クルマ好きにとって幾つか「必見」という映画がありますが、この邦題「ミニミニ大作戦」原題“The Italian Job”もそのひとつだと思います。製作年が1969年の作品でおよそ40年前の作品を何故今更取り上げるかというと、2003年のリメイク版を観た事とオリジナル版のDVDには未収録だった映像などが含まれてリリースされたからです。オリジナル版はビデオが廃盤になった後、何度もDVD発売のアナウンスがされたにも拘らず発売延期になり2004年に漸くリリースされた待望の作品です。

The_Italian_job1.jpg


2003年のリメイク版はオリジナル版の一部を利用しただけで新作と言っても過言ではないほど内容が異なります。オリジナルが大英帝国VSイタリア的ナショナリズムの強い作品に対し、リメイクでは裏切りによって奪われた金塊を取り戻す復讐劇に置き換えられています。また”The Italian Job”はオリジナルがまさしくイタリアを舞台にしたのに対し、リメイクでは冒頭のベニスでのシーンだけがイタリアで大部分はロスアンゼルスで話が展開します。「イタリアでの仕事」は後に輸送車ごと奪うアイデアとして登場するのみです。
どちらもMINIの宣伝効果を狙った作品という点では“魂胆”は同じですが、作品の根底に流れる精神性はかなり異なるものになっています。
おそらくリメイクがアメリカ人によって製作されたのに対し、オリジナルは英国人が作った映画という事が原因だろうと思われます。実は一般的に英国作品とレヴューで書かれることの多いオリジナルですが、実際は英国の映画陣が米パラマウントから依頼を受けて作った作品で、解説版では「当時の英国映画人はアメリカで仕事がしたいと思っていた」と話しており、この映画ができた経緯を述べています。
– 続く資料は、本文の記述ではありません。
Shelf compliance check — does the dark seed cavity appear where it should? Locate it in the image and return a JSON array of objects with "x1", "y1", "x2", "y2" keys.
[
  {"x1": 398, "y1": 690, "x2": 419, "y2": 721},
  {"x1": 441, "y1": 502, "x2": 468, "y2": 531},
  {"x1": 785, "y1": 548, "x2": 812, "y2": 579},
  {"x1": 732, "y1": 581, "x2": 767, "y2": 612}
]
リメイクではMINI以外ではアストンマーティン・ヴァンキッシュが登場していますが、如何せん扱いが小さ過ぎて印象に残りません。MINIとカーチェイスする役回りを与えればより効果的に思えるのですが、何故こんな演出になったのかと思えるほど登場の機会が与えられていません。まさかBMWへの配慮からでしょうか。
オリジナルの方はこれでもかと思えるほどミニ(時期的におそらくMk-Ⅱ)以外の名車が登場します。
冒頭のランボルギーニ・ミウラ、チャーリーの愛車アストンマーティンDB4、ジャグァEタイプ、マフィアが乗る3台の黒いフェラーリ・ディノ、イタリア警察のアルファ・ロメオ ジュリア・スーパー(何故か国防色)そして町にウジャウジャいるチンク(笑)
オリジナルは明らかにクルマが好きな人間が作ったものだろう事は明らかです。クルマを撮るために作った映画じゃないのと思っても仕方がないほどの内容ですが、それを壊してしまう辺りも凄いというか…
ミウラはさすがに解体屋から購入したものに差し替えたらしいですが(つまり本物!)、DB4とジャグァは本当に新車を壊したのだそうです。ラストのミニもエンジンレスの解体車。
初めて観る家内はミニ好きな為にミニが山中に落とされる度に「うわぁ」と声を上げていましたが、僕としてはジュリア・スーパーがケチョンケチョンにされてる方が問題(苦笑)

The_Italian_Job2.jpg


しかしミニというクルマのキャラクターにも拠るところが大きいのですが、逃走シーンは実に楽しげで生き物のように走っています。カットがバラバラで只繋いだだけのようなチグハグさがありますがクインシー・ジョーンズの音楽で連続性が出ています。この曲でなければこの映画の楽しさはなかったかも知れません。と、いうくらい重要なのがこの曲です。リメイクではPink Floydの”MONEY”が使用されていますがこれも印象的に挿入されていて良いです。このMoneyはオリジナルではなくGuns N' Rosesの元メンバー等が作ったバンドVelvet Revolverによるカバーなのだそうです。調べてみるとスラッシュのシルクハットは健在でした(笑)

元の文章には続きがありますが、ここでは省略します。